The overall stage structure is sane: broad lever generation, consolidation, enrichment, prioritization, then downstream scenario and markdown synthesis.
The biggest failure mode is inheritance: every downstream stage mostly trusts the previous stage instead of stress-testing it.
The pipeline over-rewards levers that sound central in generated prose and under-rewards levers that are foundational for validity.
Methodology levers, execution levers, governance levers, and communications levers are mixed together in one flat list.
The markdown/report layer currently packages judgment errors instead of catching them.

2. Design principles for the next version

A lever should be a crisp decision variable, not a topic, workstream, or narrative bundle.
Deduplication should not only remove overlap; it should also re-level abstraction.
Methodological validity should outrank visibility, adoption, and communications when selecting the vital few.
Each stage should either add information or challenge the previous stage. Stages that only paraphrase are dangerous.
The pipeline should preserve reasons and provenance for why a lever survived, merged, split, or was demoted.

3. Stage-by-stage insights and implementation proposals

3.1 identify_potential_levers

What the current stage gets right - It casts a wide net and produces many genuinely relevant candidate areas. - It is good at surfacing second-order risks and tensions in the review field. - It is better to over-generate here than to prematurely collapse the space.

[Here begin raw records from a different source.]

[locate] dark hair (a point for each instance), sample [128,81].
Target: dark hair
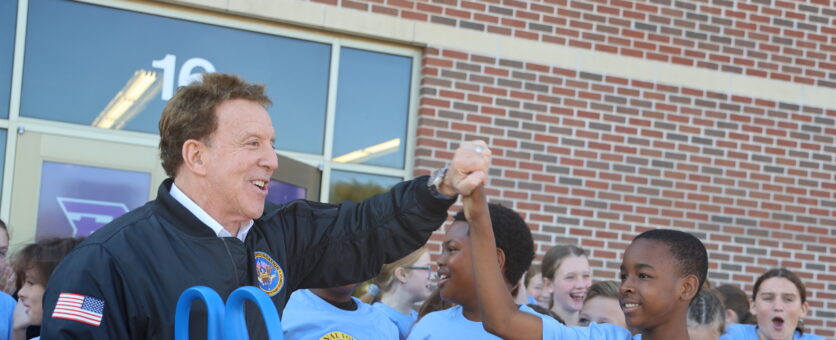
[513,237]
[687,250]
[607,289]
[735,299]
[706,309]
[42,257]
[786,274]
[554,258]
[190,114]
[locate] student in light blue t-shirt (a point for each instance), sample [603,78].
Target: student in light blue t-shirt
[661,272]
[332,313]
[7,307]
[458,285]
[779,303]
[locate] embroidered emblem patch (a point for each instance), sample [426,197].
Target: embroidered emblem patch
[337,336]
[270,275]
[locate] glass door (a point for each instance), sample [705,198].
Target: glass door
[71,186]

What is going wrong - The output mixes true strategic levers with product features, deliverables, stakeholder tactics, and workstreams. - Several candidates are not real decision axes. They are clusters of partially related choices. - Some levers are framed as options that are not mutually exclusive, which makes later ranking unstable. - Important hidden levers are under-surfaced, especially governance/adjudication, uncertainty thresholds, prompt protocol design, data provenance/versioning, and misuse defense.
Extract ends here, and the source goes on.